A Secret Most New Users Miss

After two years of conversations with my AI assistant, I discovered that the key to getting better answers isn’t learning magic prompts—it’s learning how to communicate your intent.

It’s been a while since I added to this blog, but this warrants it. I think I finally understand how the various tools in ChatGPT are summoned.

Like many newcomers, I assumed ChatGPT was a single thing. You ask a question, it gives an answer. End of story.

But after nearly two years of conversations with Molly, my AI assistant, I have come to see it differently. ChatGPT is less like one tool and more like a conductor standing before an orchestra. Behind the scenes are many instruments: conversation, research, web search, document analysis, image creation, and more. The conductor listens to what I am asking and decides which instruments should play.

At first, I thought experienced users knew secret commands. Maybe there were magic phrases that unlocked hidden powers.

That is not what is happening.

The key is intent.

ChatGPT is constantly trying to understand what kind of help I am seeking.

If I ask, “What is human dignity?” it hears a conversational question.

If I ask, “Research the history of human dignity from the Enlightenment to the present,” it hears a research assignment.

If I ask, “Create an image of a globe made from words clustered by meaning,” it hears a request for image generation.

The words matter, but the intent behind them matters even more.

This is why many prompts fail. People search for clever phrases when they should be asking, “What kind of help do I really want?” Do I want a quick answer, a brainstorming partner, an editor, a critic, a researcher, or an image?

The clearer I am about my intent, the better ChatGPT can decide how to help.

This also explains why my daily “walk and talks” with Molly work so well. When I begin, I often don’t know exactly what I am trying to ask. I start talking. I circle around the subject. I tell stories, make observations, wander down side paths, and sometimes contradict myself.

A human listener might become impatient. ChatGPT gathers clues.

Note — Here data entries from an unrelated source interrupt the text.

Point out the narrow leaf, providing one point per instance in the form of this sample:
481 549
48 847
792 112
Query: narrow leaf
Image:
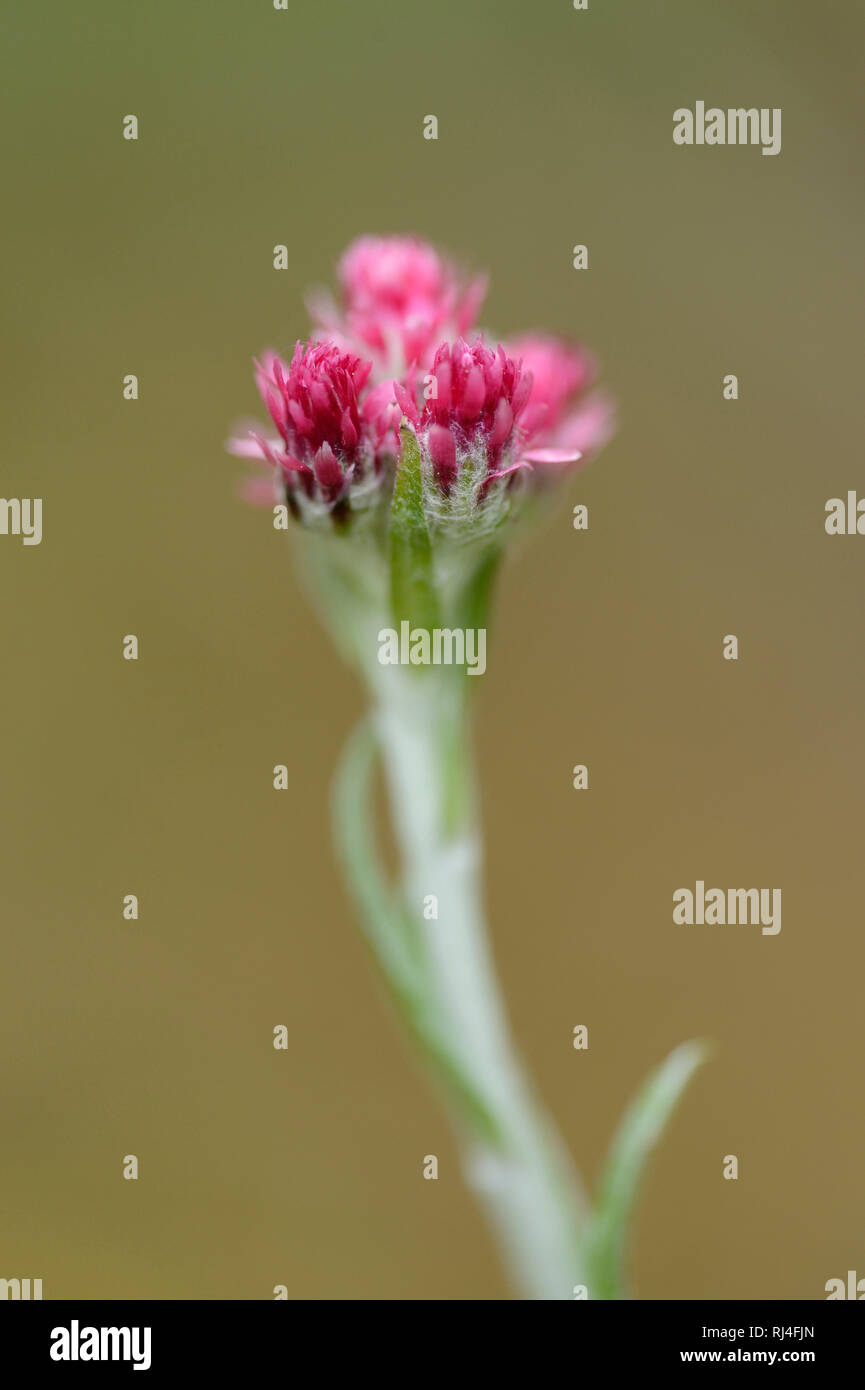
412 578
390 934
637 1136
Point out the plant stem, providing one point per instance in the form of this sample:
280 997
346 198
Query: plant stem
523 1176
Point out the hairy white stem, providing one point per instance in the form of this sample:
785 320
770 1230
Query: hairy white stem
524 1180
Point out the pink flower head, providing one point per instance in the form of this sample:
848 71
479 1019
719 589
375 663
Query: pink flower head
561 419
399 299
473 401
331 434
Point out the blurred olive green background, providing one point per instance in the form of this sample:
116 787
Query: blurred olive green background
155 777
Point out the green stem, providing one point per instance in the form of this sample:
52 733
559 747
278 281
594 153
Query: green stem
522 1176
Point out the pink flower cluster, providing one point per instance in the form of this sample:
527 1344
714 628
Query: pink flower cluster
397 348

As the conversation unfolds, it pieces together my intent from everything I have said. Often, by the time I finally ask the question, Molly already understands the larger landscape around it.

In that sense, the walk and talk method is itself a form of prompting. Instead of giving one precise instruction, I provide a field of meaning. ChatGPT listens for the shape of the question forming inside it.

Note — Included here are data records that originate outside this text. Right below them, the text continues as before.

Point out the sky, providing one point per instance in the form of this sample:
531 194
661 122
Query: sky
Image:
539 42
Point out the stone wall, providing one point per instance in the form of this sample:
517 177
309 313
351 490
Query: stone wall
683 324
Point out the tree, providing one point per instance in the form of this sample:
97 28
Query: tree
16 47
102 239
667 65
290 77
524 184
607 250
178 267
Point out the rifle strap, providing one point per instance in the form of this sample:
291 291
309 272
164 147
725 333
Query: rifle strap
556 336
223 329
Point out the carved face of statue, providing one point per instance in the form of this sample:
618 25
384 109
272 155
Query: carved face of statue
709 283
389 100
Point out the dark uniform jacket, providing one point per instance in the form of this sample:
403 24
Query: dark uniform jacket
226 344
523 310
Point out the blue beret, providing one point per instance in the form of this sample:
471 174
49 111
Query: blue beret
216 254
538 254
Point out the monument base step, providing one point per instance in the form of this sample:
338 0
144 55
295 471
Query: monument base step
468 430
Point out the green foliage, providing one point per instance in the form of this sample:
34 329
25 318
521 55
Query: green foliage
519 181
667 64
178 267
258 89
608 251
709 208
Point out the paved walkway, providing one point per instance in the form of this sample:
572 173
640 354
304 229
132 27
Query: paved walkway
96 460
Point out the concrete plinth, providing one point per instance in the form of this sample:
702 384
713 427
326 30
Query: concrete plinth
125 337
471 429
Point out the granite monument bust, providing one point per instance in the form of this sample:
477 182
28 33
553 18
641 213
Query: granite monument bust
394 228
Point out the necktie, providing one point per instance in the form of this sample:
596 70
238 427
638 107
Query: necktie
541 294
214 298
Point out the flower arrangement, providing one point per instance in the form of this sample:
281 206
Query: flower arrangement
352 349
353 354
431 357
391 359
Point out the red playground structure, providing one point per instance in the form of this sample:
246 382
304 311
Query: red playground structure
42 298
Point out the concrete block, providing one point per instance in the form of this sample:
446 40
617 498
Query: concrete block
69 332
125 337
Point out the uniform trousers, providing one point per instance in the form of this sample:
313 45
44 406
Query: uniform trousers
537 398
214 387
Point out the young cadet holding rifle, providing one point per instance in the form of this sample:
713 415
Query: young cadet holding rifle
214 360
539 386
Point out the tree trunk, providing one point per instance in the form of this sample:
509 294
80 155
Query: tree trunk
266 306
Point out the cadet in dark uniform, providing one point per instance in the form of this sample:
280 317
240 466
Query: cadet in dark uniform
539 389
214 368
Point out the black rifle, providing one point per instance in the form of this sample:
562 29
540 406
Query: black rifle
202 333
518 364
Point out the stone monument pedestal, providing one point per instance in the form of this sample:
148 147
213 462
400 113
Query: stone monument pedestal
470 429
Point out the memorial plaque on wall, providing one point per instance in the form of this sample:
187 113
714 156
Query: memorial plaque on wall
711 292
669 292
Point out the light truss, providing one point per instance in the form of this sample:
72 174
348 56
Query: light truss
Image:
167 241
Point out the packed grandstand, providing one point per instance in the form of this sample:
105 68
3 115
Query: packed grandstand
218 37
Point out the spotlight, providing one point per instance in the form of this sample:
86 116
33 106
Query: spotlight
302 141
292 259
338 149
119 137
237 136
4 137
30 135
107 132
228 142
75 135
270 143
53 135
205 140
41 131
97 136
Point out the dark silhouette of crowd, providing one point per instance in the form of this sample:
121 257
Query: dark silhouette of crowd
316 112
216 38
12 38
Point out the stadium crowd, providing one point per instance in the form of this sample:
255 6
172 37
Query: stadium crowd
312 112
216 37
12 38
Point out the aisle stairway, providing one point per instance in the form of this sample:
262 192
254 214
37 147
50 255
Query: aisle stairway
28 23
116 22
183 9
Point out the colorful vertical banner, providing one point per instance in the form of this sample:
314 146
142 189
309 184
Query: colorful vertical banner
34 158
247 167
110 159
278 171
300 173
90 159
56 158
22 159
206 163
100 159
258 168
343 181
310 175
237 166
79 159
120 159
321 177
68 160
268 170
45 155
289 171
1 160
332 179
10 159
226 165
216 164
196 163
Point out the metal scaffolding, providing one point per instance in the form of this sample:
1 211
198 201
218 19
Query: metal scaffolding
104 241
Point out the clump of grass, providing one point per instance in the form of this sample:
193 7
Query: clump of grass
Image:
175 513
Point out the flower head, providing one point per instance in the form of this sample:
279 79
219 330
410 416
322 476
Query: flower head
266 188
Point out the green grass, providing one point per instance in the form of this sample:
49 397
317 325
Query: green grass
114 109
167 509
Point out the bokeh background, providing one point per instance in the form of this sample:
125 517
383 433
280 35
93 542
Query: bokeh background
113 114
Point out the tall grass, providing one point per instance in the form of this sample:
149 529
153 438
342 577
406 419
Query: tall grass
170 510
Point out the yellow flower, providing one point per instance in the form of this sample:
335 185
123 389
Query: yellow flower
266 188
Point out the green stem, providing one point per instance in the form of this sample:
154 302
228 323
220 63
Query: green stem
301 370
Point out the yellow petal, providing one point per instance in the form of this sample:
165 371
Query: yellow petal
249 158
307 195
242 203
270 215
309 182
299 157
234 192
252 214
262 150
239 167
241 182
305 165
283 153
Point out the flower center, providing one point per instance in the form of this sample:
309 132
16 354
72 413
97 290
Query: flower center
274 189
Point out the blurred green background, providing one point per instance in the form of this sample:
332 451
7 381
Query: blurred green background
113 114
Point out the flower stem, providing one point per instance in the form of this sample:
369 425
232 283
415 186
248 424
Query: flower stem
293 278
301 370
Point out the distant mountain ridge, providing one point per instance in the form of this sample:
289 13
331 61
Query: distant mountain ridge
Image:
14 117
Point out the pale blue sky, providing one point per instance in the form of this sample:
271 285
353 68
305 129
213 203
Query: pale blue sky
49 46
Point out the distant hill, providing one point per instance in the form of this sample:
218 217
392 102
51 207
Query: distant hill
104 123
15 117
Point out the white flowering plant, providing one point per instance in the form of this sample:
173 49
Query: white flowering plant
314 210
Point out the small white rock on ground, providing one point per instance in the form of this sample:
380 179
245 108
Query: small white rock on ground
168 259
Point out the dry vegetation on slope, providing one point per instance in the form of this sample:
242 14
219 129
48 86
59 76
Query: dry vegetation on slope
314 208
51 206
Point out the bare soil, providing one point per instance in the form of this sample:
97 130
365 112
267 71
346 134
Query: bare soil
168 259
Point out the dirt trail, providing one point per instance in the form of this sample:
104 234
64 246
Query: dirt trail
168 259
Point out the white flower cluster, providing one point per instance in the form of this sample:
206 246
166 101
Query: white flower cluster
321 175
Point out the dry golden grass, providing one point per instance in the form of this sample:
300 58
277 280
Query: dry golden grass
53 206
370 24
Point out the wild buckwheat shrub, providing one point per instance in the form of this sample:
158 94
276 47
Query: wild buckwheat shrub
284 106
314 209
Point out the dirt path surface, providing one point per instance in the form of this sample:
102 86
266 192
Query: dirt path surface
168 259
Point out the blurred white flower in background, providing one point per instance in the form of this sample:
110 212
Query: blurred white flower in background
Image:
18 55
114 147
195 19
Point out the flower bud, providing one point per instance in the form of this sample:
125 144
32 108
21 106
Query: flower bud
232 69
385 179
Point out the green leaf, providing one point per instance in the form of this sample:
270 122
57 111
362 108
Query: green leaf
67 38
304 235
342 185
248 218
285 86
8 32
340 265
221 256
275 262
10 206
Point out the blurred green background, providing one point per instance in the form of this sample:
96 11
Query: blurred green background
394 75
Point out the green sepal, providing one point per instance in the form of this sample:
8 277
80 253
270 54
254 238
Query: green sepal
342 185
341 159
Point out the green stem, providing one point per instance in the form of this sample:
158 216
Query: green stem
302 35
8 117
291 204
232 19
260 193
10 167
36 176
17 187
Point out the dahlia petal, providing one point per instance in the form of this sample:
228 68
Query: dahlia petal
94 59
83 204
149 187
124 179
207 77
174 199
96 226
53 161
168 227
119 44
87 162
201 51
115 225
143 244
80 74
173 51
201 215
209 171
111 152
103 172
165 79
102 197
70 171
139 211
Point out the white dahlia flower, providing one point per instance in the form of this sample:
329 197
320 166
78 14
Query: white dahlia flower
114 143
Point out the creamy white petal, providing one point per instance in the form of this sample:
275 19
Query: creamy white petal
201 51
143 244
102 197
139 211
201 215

For newcomers, this may be the most important lesson I have learned.

Prompting is not about controlling the machine. It is about communicating intent.

And perhaps that is not really a lesson about AI at all. It is a lesson about communication.

The clearer we are about what we need, the better help we receive. That is true whether we are talking to an AI, a colleague, a spouse, or a lifelong friend.

In the end, the real skill of the AI age may not be learning how to talk to machines. It may be learning how to give shape to what stirs within us before we fully understand it ourselves.

Maybe that is why we speak at all: to search for meaning in the company of another mind, until the scattered pieces suddenly align and we hear ourselves say, “Yes. That’s it.”